10 Things Celebrating Their 100 Year Anniversary In 2017
Missy aka Tizzy
On 14th June 2017
Despite the monumental advances and societal advances, there are plenty of things that have not changed over the past 100 years. You might find yourself surprised to see how many organizations, places, and ordinary items have been around longer than most have been alive.
#1 Girl Scout Cookies
I bet you did not know that Girl Scout cookies initially became a thing when a group of girls baked cookies in their homes and started selling them at their high school as a service act.
#2 National Hockey League
The Montreal Canadiens, Montreal Wanderers, Ottawa Senators and Quebec Bulldogs, decided to leave the National Hockey Association and officially form what we know now as the National Hockey League in November, 1917.
#3 Kikkoman Soy Sauce
The Mogi, Takanashi, and Horikiri, three business families, merged in 1917 to create this delicious sauce.
#4 Toggle Light Switch
Previously, push button switches were used until William J Newton patented the toggle switch in November 1917.
#5 Clark Bar
In 1917, Necco partnered up with the Clark Company in order to create this candy bar and to ship it over seas to our fighting troops in WWI.

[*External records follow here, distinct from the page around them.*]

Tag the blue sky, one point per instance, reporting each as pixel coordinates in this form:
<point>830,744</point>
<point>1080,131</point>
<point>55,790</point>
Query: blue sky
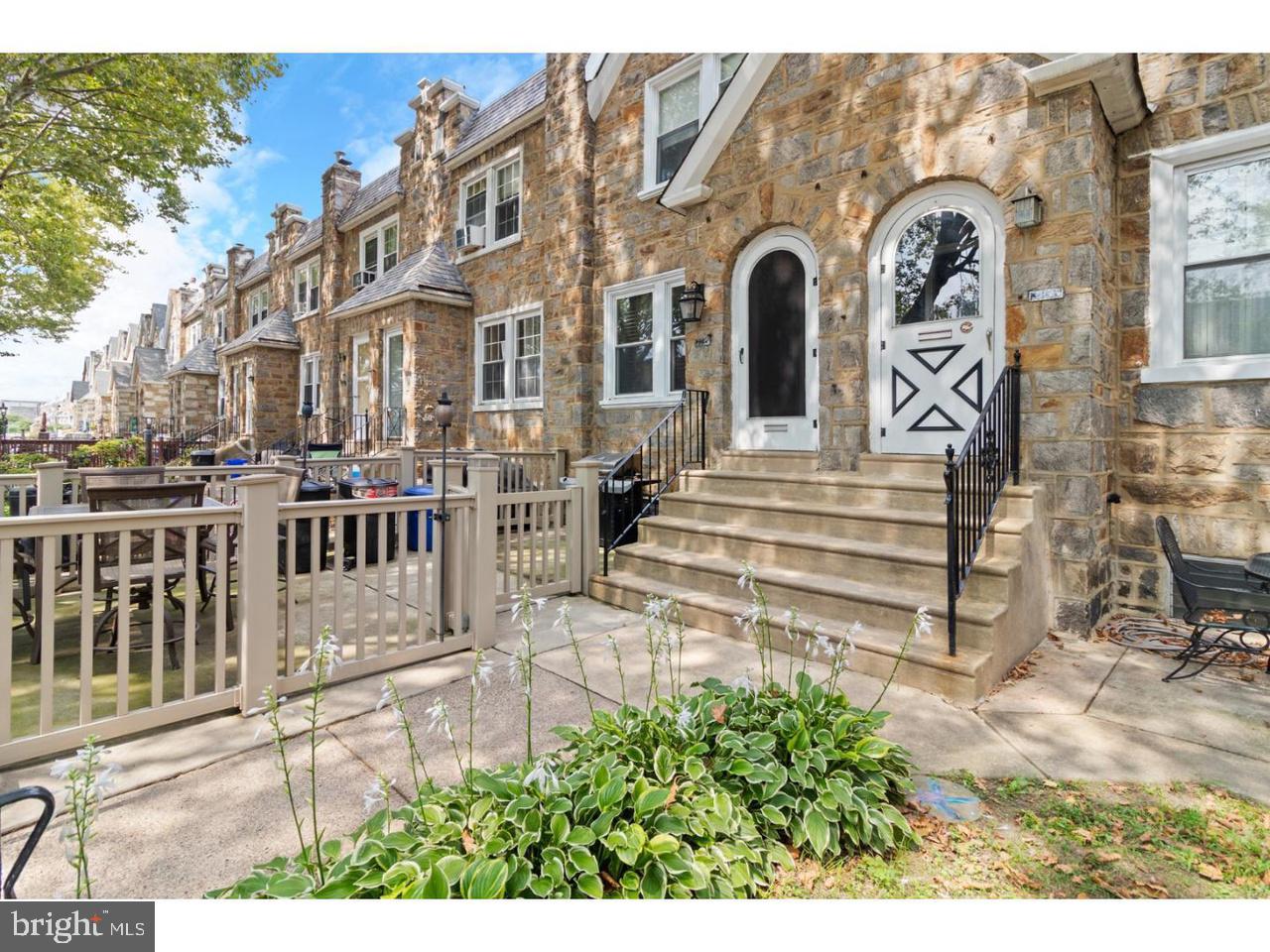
<point>324,102</point>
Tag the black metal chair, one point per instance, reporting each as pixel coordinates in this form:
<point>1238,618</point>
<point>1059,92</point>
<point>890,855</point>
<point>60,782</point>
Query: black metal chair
<point>1227,611</point>
<point>50,803</point>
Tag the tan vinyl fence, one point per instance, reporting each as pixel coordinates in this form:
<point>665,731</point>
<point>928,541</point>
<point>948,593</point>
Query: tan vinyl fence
<point>232,606</point>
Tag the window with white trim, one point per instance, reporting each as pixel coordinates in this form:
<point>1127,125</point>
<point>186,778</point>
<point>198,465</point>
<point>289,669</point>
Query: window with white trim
<point>310,381</point>
<point>308,281</point>
<point>676,104</point>
<point>509,359</point>
<point>490,198</point>
<point>258,304</point>
<point>645,349</point>
<point>1210,259</point>
<point>380,248</point>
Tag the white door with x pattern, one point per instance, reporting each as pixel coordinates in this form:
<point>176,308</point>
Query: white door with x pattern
<point>937,289</point>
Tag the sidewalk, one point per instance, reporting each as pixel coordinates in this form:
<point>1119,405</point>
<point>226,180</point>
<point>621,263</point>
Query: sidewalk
<point>197,805</point>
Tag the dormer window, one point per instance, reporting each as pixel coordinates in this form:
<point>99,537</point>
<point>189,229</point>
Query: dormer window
<point>380,248</point>
<point>676,105</point>
<point>308,278</point>
<point>258,306</point>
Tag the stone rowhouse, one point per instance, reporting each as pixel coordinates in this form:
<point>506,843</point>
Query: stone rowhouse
<point>516,243</point>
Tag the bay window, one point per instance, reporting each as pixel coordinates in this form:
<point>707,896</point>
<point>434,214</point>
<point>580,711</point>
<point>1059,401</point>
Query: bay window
<point>1209,306</point>
<point>509,359</point>
<point>676,105</point>
<point>645,349</point>
<point>308,280</point>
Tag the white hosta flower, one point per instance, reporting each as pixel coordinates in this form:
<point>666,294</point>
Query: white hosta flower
<point>924,622</point>
<point>684,719</point>
<point>372,797</point>
<point>543,775</point>
<point>440,719</point>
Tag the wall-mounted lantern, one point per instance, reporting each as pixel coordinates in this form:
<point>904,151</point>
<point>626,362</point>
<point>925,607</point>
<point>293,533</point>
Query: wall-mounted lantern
<point>1028,208</point>
<point>693,302</point>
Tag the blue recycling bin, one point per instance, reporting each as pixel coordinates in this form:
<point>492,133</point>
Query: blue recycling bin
<point>412,520</point>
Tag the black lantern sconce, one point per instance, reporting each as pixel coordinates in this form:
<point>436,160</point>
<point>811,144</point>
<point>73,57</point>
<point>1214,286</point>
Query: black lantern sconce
<point>693,302</point>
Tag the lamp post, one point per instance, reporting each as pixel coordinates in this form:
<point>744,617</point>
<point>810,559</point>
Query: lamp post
<point>307,413</point>
<point>444,414</point>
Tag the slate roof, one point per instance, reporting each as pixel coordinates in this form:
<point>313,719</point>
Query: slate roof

Three of the top optical manufacturers of Japan merged in 1917 to form a "comprehensive, fully integrated optical company," that was known,at the time, as Nippon Kogaku K.K. before they finally adopted the the Nikon name in 1946.
#7 Converse All-Stars
These classic basketball shoes were first introduced back in 1917, but Chuck Taylor would not be part of the design process until several years later.
#8 Pulitzer Prize
The award given in mega-publisher Joseph Pulitzer’s name has been “honoring excellence in journalism and the arts since 1917.”
#9 Moon Pie
The story behind the name is that one of the company's salesman, while travelling, heard a coal miner man proclaim that he wanted something "as big as the moon" which eventually inspired the name of this iconic marshmallow treat.
#10 Dallas Love Field
After his tragic passing October 19, 1917 they named the airfield after Lieutenant Moss Lee who was lost to a flying accident over San Diego in 1913.